Alfeu Marcatto em “Saindo do Quadro” afirma que estatísticas mostram que os maiores índices de violência ocorrem nos grandes centros e, principalmente, nos segmentos menos abastados da população. Pode-se, seguramente, afirmar que as desigualdades sociais, os preconceitos raciais, a competição exacerbada em busca da sobrevivência são responsáveis por criarem um ambiente favorável para comportamentos violentos.
Em todos esses casos de violência , era preciso achar um culpado para as mortes, e obviamente, isso recaiu sobre o RPG. Não é o RPG que aperta um gatilho, que esfaqueia alguém ou detona uma bomba. Por trás de tudo isso há um ser humano, responsável pelos seus atos, possivelmente cheio de conflitos internos. Se essas pessoas possuem alguma psicopatologia, não será o RPG o único elemento capaz de instigar um comportamento violento: bebidas, drogas, decepção amorosa, etc. também são fatos a serem considerados. Sempre há a necessidade de se encontrar um bode expiatório, e o RPG tem sido vítima de pessoas desinformadas, que não entendem a essência do jogo.
Alfeu Marcatto comenta em seu livro que a tensão do dia-a-dia e dos problemas que vivemos vai se acumulando de tal forma que essa pressão interior precisa encontrar uma saída, e segue dizendo que “não temos um instinto de violência. Temos sim, um instinto poderosíssimo de autodefesa, que utiliza nossa capacidade agressiva como uma arma.” Ou seja, o ser humano procura um meio para liberar seus medos, tensões e problemas, e geralmente o faz pela busca de atos de violência.
Voltando à questão do RPG ser violento, isso depende muito da abordagem que se quer no jogo.

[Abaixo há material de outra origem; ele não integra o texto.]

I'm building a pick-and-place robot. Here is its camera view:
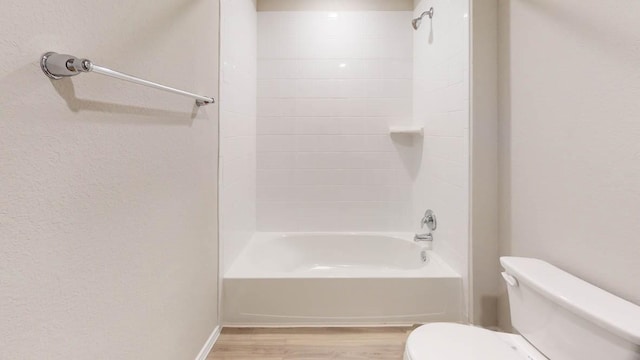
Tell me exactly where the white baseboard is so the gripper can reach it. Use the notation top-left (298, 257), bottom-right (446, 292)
top-left (196, 326), bottom-right (222, 360)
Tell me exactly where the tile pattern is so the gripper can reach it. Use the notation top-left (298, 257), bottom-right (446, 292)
top-left (207, 327), bottom-right (413, 360)
top-left (412, 0), bottom-right (469, 320)
top-left (257, 11), bottom-right (413, 231)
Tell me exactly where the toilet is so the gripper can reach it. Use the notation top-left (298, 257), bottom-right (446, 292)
top-left (404, 257), bottom-right (640, 360)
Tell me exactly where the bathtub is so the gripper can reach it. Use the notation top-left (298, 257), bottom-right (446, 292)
top-left (223, 233), bottom-right (462, 326)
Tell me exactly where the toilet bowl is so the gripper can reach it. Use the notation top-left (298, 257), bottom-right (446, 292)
top-left (404, 257), bottom-right (640, 360)
top-left (404, 323), bottom-right (547, 360)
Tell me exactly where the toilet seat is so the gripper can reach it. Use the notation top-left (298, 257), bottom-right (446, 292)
top-left (404, 323), bottom-right (547, 360)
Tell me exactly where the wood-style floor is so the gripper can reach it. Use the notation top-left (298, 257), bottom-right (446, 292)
top-left (207, 327), bottom-right (413, 360)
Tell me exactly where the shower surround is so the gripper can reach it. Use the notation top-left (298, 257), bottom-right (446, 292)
top-left (257, 11), bottom-right (413, 231)
top-left (222, 1), bottom-right (469, 326)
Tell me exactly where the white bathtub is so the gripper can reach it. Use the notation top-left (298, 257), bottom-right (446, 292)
top-left (223, 233), bottom-right (462, 326)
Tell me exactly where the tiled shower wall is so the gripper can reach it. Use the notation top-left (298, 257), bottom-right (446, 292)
top-left (412, 0), bottom-right (469, 320)
top-left (220, 0), bottom-right (257, 271)
top-left (257, 11), bottom-right (415, 231)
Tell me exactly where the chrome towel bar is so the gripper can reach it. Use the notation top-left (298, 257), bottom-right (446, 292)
top-left (40, 52), bottom-right (215, 106)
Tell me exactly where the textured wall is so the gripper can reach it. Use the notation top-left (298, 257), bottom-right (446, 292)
top-left (220, 0), bottom-right (258, 271)
top-left (0, 0), bottom-right (218, 360)
top-left (257, 11), bottom-right (415, 231)
top-left (499, 0), bottom-right (640, 326)
top-left (469, 0), bottom-right (502, 327)
top-left (257, 0), bottom-right (413, 11)
top-left (411, 0), bottom-right (469, 322)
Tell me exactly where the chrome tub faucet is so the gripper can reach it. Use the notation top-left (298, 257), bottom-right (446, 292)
top-left (413, 209), bottom-right (438, 242)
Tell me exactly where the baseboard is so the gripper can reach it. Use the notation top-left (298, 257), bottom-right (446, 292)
top-left (196, 326), bottom-right (222, 360)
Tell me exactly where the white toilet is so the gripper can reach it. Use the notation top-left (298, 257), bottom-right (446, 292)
top-left (404, 257), bottom-right (640, 360)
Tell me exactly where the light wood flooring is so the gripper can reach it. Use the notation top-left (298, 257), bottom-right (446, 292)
top-left (207, 327), bottom-right (413, 360)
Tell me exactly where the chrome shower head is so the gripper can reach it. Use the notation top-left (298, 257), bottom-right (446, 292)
top-left (411, 7), bottom-right (433, 30)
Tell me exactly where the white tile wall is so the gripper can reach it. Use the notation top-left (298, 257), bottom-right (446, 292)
top-left (412, 0), bottom-right (469, 320)
top-left (257, 11), bottom-right (416, 231)
top-left (220, 0), bottom-right (257, 271)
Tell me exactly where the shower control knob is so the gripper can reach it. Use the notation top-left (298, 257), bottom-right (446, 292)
top-left (420, 209), bottom-right (438, 231)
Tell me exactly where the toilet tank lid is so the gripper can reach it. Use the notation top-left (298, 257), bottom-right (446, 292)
top-left (500, 256), bottom-right (640, 345)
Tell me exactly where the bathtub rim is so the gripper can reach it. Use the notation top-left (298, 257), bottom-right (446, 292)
top-left (223, 231), bottom-right (461, 279)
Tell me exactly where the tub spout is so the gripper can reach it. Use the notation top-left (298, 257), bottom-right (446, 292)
top-left (413, 233), bottom-right (433, 242)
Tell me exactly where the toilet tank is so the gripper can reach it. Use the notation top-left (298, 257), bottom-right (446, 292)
top-left (500, 257), bottom-right (640, 360)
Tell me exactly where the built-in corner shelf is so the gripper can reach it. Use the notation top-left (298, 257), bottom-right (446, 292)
top-left (389, 126), bottom-right (424, 136)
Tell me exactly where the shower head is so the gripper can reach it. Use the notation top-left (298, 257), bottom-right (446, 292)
top-left (411, 7), bottom-right (433, 30)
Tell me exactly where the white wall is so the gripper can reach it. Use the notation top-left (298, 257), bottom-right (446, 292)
top-left (411, 0), bottom-right (469, 320)
top-left (257, 11), bottom-right (415, 231)
top-left (499, 0), bottom-right (640, 327)
top-left (0, 0), bottom-right (218, 360)
top-left (469, 0), bottom-right (501, 327)
top-left (220, 0), bottom-right (258, 271)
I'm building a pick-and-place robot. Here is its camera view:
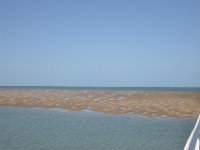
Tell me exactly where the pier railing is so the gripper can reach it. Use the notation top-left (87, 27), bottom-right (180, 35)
top-left (184, 115), bottom-right (200, 150)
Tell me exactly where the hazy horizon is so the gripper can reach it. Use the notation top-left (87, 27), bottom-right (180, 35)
top-left (0, 0), bottom-right (200, 87)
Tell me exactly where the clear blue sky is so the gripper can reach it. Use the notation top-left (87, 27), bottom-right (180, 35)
top-left (0, 0), bottom-right (200, 87)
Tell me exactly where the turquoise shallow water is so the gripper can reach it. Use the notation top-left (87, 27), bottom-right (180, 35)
top-left (0, 86), bottom-right (200, 92)
top-left (0, 107), bottom-right (195, 150)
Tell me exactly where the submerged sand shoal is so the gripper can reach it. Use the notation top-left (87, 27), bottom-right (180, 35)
top-left (0, 89), bottom-right (200, 118)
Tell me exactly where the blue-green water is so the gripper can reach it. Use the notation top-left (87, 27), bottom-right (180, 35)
top-left (0, 107), bottom-right (195, 150)
top-left (0, 86), bottom-right (200, 92)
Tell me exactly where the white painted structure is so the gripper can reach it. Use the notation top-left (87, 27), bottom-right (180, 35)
top-left (184, 115), bottom-right (200, 150)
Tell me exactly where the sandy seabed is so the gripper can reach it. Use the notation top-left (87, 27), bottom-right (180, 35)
top-left (0, 89), bottom-right (200, 118)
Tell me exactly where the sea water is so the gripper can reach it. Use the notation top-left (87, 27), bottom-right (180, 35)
top-left (0, 107), bottom-right (195, 150)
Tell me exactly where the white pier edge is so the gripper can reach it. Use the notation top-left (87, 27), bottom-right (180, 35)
top-left (183, 115), bottom-right (200, 150)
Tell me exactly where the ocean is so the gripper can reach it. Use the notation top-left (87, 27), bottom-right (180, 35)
top-left (0, 87), bottom-right (200, 150)
top-left (0, 107), bottom-right (195, 150)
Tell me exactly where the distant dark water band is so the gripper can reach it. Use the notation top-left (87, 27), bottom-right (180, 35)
top-left (0, 86), bottom-right (200, 92)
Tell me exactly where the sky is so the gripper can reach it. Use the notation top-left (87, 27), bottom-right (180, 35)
top-left (0, 0), bottom-right (200, 87)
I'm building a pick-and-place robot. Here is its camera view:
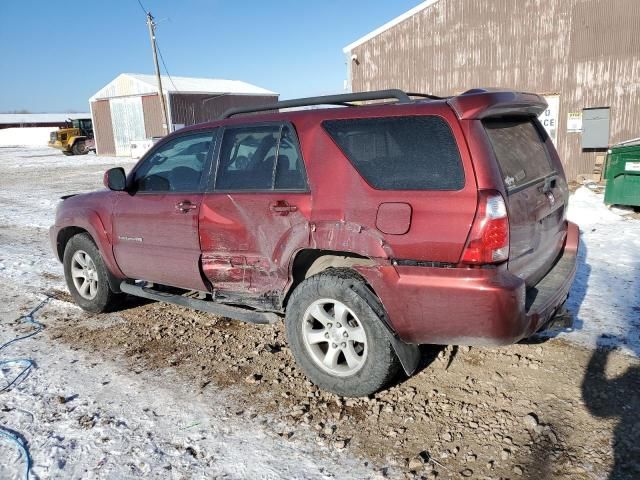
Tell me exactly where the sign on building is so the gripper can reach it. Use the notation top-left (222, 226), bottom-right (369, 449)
top-left (538, 95), bottom-right (560, 145)
top-left (567, 112), bottom-right (582, 132)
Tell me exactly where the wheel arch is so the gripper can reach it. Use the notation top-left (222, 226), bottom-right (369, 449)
top-left (56, 214), bottom-right (126, 292)
top-left (283, 256), bottom-right (421, 375)
top-left (282, 248), bottom-right (375, 309)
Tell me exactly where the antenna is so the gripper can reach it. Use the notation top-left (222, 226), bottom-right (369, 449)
top-left (146, 12), bottom-right (172, 133)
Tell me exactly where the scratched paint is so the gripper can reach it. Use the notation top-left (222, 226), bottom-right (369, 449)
top-left (347, 0), bottom-right (640, 180)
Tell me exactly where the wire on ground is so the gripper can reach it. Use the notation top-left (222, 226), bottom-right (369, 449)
top-left (0, 297), bottom-right (51, 480)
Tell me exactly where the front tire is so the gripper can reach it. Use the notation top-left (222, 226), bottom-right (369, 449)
top-left (285, 268), bottom-right (400, 397)
top-left (63, 233), bottom-right (118, 313)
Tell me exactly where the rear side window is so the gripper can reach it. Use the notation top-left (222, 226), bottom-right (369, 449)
top-left (215, 125), bottom-right (307, 191)
top-left (322, 116), bottom-right (464, 190)
top-left (482, 118), bottom-right (553, 190)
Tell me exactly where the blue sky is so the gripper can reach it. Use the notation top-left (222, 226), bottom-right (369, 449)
top-left (0, 0), bottom-right (420, 112)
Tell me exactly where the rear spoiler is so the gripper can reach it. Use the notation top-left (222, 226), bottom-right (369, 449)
top-left (447, 88), bottom-right (548, 120)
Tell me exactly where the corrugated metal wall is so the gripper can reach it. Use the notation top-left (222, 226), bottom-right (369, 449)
top-left (91, 100), bottom-right (116, 155)
top-left (349, 0), bottom-right (640, 179)
top-left (109, 97), bottom-right (147, 157)
top-left (142, 94), bottom-right (166, 138)
top-left (169, 94), bottom-right (278, 125)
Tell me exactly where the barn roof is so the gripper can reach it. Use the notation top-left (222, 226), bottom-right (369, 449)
top-left (89, 73), bottom-right (278, 101)
top-left (0, 113), bottom-right (91, 125)
top-left (342, 0), bottom-right (438, 53)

Um bom Mestre, que é o condutor da partida, deve saber dosar esses elementos para que não suscite dúvidas com relação à sua prática e objetivo.
Alfeu Marcatto comenta que “o RPG é um excelente instrumento para abordarmos, na fantasia, aspectos da realidade que queremos compreender melhor. Permite a simulação de situações num ambiente protegido, imaginário. Possibilita que a criança e o adolescente tenham contato com suas tensões interiores e a extravasem, abrindo caminho para uma consciência e um entendimento que garantam melhores condições para lidar com os problemas da vida […]”.
Muitos esportes são comprovadamente mais viris e violentos que o RPG. Basta que lembremos quantas pessoas morreram em estádios de futebol em brigas de torcidas organizadas, e nem por isso se tenta proibir ou coibir esse esporte.
Acreditamos que o que se escreve sobre RPG nos jornais é sensacionalismo barato de uma mídia desinformada, pois não há o que temer a respeito desse jogo. Gary Gygax demonstra em seu livro que, embora estudos definitivos sobre o assunto não estejam disponíveis, evidências apontam para o fato de comportamento agressivo e violento ser menor entre participantes de RPG. Dois relatórios que ele analisou afirmam que tal comportamento entre jogadores de RPG é de cinqüenta a duzentas vezes menor do que na maioria da população.
As pessoas que jogam RPG claramente compreendem que os conflitos e violência existentes nas aventuras não passam de ficção, simulações, e que não devem ser utilizadas como desculpas para seus comportamentos fora do jogo. Os praticantes conscientes deste hobby sabem diferenciar os limiares que separam ficção e vida real, e buscam, em sua imaginação e na companhia de amigos, um pouco de diversão sadia.